Trump is well ahead in both the national polls and the election betting odds, where he's up 11 percent in the last week. In a new national poll from NBC News and The Wall Street Journal released yesterday, Trump more than doubled his overall lead, clocking as the first choice of 33 percent of GOP voters, with Cruz lagging behind in second place with 20 percent support. For months, the hope has been that Trump would fade as the field inevitably narrowed, but the poll suggests that Trump would win in either a three-man race against Rubio and Cruz or a head to head against Rubio. Republicans seem to be coming around to Trump as the nominee, with 65 percent now saying they can see themselves supporting him, up from 23 percent early last year.

Notably, however, the NBC/WSJ poll finds that Trump would lose a head-to-head matchup against Ted Cruz. Cruz, who is virtually tied with Trump in Iowa (and leading in some polls), seems best positioned to beat Trump, if anyone can.

One takeaway from this is that everything is kind of terrible, although that is probably an evergreen description of politics.

Another is that it means that in any likely scenario, libertarians and libertarian ideas will be largely absent from the presidential race. Trump has no ideology except self-preservation, and his instincts consistently lean toward petty (and not-so-petty) authoritarianism. Cruz holds a few positions that libertarians agree with, but many, many that run contrary. And even where there's overlap, he tends to go about things in ways that backfire: He's been better on surveillance than many Republicans, but has still declared that Edward Snowden is a traitor who needs to be tried for treason. His 2013 crusade against funding Obamacare was a disaster that resulted in a pointless and ineffective government shutdown that probably made the health law more popular while it was happening. The gambit's failure was completely predictable and widely predicted.

For the most part, then, a primary battle between Cruz and Trump means a conservative culture war, in which fist-shaking foreign policy pronouncements and trollish immigrant-bashing account for the majority of the discussion.

I find the failure to represent libertarian ideas both disheartening and frustrating, especially given how influential those ideas have been in recent year. But there's an even more generalized failure in the works: A Trump-Cruz contest means that calm, rational individuals who are not liberals, and who do not support either Hillary Clinton or Bernie Sanders, have essentially no place to go in the general election. Trump and Cruz are running angry, hysterical campaigns full of hyperbole, misdirection, and easily provable lies. They are running campaigns based on fear and nativism, and are utterly untethered to the practical realities of politics and governance. For those who find that approach incredibly distasteful but who also find much to object to in both the flippant semi-socialism of Sanders and the cynical, corrupt-seeming center-leftism of Clinton (and yes, I fall into this group myself) there is little to latch onto in this race, and more than a little reason to despair.

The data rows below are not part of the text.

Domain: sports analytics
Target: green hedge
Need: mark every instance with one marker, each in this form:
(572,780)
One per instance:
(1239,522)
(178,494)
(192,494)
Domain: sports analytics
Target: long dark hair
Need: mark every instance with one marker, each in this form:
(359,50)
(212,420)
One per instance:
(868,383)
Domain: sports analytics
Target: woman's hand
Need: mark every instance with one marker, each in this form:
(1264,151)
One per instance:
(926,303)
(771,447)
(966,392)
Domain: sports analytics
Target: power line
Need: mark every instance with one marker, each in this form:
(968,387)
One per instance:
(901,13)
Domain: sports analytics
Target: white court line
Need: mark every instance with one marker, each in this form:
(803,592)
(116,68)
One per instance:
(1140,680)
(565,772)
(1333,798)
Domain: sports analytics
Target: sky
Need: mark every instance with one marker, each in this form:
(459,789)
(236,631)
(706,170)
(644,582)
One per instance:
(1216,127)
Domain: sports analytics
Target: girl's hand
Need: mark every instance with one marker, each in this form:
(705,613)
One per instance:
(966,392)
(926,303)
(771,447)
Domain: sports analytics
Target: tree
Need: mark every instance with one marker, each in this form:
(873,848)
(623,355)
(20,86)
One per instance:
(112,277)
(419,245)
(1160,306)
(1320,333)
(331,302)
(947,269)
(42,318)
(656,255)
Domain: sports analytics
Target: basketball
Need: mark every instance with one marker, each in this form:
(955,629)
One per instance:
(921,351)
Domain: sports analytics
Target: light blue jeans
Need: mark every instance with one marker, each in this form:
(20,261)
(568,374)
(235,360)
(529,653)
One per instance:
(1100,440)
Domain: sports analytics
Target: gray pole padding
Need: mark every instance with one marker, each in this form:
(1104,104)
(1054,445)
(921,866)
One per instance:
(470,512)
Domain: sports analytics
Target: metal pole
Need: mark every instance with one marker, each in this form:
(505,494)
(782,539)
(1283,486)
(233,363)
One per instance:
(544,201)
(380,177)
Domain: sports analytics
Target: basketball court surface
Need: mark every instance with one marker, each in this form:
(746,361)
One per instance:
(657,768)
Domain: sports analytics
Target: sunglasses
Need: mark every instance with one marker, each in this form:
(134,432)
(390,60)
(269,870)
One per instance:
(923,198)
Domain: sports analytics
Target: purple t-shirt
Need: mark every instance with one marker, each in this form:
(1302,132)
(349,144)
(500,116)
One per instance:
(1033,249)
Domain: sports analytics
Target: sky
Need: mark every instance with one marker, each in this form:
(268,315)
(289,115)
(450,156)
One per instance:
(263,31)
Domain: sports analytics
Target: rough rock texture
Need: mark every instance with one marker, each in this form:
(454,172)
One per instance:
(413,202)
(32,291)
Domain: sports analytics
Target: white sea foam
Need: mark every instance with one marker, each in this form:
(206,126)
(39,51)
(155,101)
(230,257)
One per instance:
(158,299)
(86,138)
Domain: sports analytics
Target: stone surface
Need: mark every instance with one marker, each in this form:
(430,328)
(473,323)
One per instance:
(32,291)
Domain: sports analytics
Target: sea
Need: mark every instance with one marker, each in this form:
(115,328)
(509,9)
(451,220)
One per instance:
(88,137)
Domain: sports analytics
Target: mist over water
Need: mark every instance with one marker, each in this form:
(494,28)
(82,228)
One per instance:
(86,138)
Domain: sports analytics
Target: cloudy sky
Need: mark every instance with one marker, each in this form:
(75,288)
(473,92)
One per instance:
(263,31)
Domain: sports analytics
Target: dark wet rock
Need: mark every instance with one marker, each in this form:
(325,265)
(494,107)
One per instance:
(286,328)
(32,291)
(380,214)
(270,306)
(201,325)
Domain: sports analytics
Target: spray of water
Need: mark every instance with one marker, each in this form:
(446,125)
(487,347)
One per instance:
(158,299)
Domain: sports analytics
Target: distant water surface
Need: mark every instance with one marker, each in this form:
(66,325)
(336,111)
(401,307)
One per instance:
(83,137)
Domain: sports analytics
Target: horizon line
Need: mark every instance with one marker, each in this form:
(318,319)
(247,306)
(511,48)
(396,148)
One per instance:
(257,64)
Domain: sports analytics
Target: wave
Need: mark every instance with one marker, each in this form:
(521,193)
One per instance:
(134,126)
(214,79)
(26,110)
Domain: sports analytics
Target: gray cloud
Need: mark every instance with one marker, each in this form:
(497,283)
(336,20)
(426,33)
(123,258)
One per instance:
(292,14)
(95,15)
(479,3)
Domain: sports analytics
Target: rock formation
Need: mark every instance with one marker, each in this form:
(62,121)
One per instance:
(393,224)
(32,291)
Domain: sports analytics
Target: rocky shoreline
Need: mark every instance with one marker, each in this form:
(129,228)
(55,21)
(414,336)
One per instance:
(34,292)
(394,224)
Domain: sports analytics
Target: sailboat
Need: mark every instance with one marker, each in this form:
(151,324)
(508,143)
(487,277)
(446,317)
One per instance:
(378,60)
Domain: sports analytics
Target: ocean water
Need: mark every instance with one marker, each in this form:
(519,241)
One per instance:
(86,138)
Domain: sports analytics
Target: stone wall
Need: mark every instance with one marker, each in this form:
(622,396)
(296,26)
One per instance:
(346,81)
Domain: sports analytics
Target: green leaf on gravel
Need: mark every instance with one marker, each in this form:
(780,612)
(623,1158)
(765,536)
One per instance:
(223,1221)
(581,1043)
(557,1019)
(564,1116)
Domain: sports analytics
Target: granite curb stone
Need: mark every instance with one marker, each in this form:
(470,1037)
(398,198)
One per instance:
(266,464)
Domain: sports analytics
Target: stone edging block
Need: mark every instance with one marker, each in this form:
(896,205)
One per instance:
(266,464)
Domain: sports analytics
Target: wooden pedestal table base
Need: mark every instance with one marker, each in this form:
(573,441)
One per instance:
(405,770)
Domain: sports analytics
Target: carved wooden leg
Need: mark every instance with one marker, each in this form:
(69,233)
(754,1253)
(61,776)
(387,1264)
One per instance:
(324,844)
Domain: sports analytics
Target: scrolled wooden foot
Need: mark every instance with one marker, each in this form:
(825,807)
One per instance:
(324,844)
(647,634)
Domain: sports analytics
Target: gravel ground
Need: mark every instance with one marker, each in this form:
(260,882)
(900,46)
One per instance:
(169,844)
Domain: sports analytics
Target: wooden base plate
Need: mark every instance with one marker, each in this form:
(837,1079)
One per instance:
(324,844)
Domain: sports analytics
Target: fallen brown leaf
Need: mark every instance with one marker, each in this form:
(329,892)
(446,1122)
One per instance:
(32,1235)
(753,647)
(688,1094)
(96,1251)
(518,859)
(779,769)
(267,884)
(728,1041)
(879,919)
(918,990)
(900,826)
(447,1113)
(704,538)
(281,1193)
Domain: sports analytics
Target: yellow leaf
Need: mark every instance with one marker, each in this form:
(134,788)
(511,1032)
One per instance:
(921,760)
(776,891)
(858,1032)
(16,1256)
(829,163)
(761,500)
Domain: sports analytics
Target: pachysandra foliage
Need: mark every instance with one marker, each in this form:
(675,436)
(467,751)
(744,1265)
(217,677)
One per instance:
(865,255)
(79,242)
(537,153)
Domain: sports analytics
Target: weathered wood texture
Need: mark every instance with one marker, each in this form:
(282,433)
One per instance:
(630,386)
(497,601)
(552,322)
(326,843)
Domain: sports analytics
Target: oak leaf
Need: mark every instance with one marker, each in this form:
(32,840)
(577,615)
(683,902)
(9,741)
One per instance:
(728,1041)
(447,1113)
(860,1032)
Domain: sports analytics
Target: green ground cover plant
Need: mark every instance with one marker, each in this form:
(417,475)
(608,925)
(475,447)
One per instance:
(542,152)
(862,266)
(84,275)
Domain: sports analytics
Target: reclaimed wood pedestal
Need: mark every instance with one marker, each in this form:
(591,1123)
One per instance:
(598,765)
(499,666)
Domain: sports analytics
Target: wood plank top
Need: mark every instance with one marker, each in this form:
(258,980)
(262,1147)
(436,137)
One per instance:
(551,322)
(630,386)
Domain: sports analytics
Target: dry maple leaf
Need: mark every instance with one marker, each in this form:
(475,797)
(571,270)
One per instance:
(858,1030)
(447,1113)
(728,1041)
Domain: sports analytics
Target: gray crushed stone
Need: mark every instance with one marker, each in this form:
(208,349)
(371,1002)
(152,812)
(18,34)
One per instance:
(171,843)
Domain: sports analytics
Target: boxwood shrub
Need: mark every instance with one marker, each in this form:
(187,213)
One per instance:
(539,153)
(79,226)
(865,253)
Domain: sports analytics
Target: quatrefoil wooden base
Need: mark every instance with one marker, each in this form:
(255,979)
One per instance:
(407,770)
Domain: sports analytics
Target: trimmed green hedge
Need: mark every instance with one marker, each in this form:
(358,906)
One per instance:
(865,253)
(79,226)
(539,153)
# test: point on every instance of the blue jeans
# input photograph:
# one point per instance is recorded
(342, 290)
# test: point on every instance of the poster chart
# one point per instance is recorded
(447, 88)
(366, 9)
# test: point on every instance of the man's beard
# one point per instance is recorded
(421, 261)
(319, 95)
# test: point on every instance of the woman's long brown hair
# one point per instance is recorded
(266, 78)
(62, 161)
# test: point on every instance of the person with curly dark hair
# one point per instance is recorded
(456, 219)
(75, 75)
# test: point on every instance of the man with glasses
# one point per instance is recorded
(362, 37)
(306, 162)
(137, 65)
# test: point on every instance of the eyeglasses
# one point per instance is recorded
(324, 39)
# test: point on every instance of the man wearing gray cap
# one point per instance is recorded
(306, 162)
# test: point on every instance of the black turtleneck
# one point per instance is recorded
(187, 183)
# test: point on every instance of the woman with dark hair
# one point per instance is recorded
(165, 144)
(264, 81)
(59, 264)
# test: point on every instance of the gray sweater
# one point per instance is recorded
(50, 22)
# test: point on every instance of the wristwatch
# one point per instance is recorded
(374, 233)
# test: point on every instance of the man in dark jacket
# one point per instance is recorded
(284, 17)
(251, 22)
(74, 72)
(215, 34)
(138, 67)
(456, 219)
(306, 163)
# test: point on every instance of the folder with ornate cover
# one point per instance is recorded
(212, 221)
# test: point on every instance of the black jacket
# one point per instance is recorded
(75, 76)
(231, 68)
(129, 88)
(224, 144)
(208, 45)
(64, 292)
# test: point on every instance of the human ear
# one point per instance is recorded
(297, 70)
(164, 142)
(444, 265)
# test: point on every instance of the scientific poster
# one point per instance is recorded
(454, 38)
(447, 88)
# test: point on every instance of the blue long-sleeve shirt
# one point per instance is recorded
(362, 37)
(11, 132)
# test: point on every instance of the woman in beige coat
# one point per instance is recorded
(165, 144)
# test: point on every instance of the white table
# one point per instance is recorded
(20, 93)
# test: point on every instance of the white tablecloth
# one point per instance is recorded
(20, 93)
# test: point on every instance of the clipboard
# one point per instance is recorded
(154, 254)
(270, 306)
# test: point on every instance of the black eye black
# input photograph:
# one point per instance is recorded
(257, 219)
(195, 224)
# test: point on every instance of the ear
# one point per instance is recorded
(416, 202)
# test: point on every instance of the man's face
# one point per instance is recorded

It is a problem that extends beyond this particular campaign. In the sense that presidential candidates represent their parties, and those parties represent the spectrum across which national politics is debated, those same people now have little home in national politics of any kind. Which may suggest an explanation for why we're seeing party identification hit all-time lows, and why the public generally seems to be more down on the political process than ever. At this point, then, regardless of who ends up winning the primaries and facing off in the general election, it seems clear that a lot of people will end up left out.